Laps for Lucas Virtual Walk/Run for Sanfilippo Awareness
Organized by: Stacey Montgomery
Each year we give the proceeds of our fundraisers to organizations working on supporting research for treatments for Sanfilippo Syndrome.
Along with Laps for Lucas , we will also host Links for Lucas (Sept.13th) and the Gridiron Football (August 8th) camp in the summer. This year we are excited to announce that several clinical trials are in the works in hopes that a treatment for many children suffering from Sanfilippo Syndrome will be close at hand. We will continue our efforts at raising awareness and continue to help fund research in honor of the courageous strength that we watch Lucas portray daily.
Make sure and wish Lucas a Happy Birthday on July 31st. A definate milestone of celebrating 18 years of courage.
Here is how you can help! To participate in the Laps for Lucas Virtual Walk/Run you can give a donation of any amount. Walk or run either 1 mile or a 5K. Post your photos online on Lucas' Facebook Page / Hope for Lucas. You can follow the link here :
https://www.facebook.com/pages/Hope-for-Lucas/186242644734320?fref=ts. Submit your times with your post or photos!

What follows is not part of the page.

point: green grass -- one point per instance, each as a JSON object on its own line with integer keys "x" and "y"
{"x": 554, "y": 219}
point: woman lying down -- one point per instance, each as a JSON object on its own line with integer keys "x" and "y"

What is Sanfilippo Syndrome:
Sanfilippo Syndrome is a rare and catastrophic genetic disorder that takes its name from Dr. Sylvester Sanfilippo, one of the doctors who first described the condition in 1963. Sanfilippo Syndrome is a mucopolysaccharide disorder and is also known respectively as MPS III. It falls within a broader group of genetic disorders known as Lysosomal Storage Diseases. The consequences vary greatly among the subgroups, ranging from a mild impact with a normal life expectancy to a severe and terminal outcome
Children afflicted with Sanfilippo Syndrome are missing an essential enzyme that breaks down strings of a complex body sugar called heparan sulfate. The partially broken-down sugar, or mucopolysaccharide, accumulates in the brain and the body’s cells and tissue causing progressive damage. The storage process affects children’s appearances, bodily functions and development. Sanfilippo children tend to look alike and have similar health problems.
A Sanfilippo child appears normal at birth and develops within the range of normal for the first year or two, but as more and more cells become damaged symptoms begin to appear. Eventually, the build-up of muccopolysaccharides will cause hyperactivity, sleep disorders, loss of speech, mental retardation, seizures, loss of mobility, dementia, vegetative state and finally death. Life expectancy for a child with Sanfilippo Syndrome is between 12 to 20 years.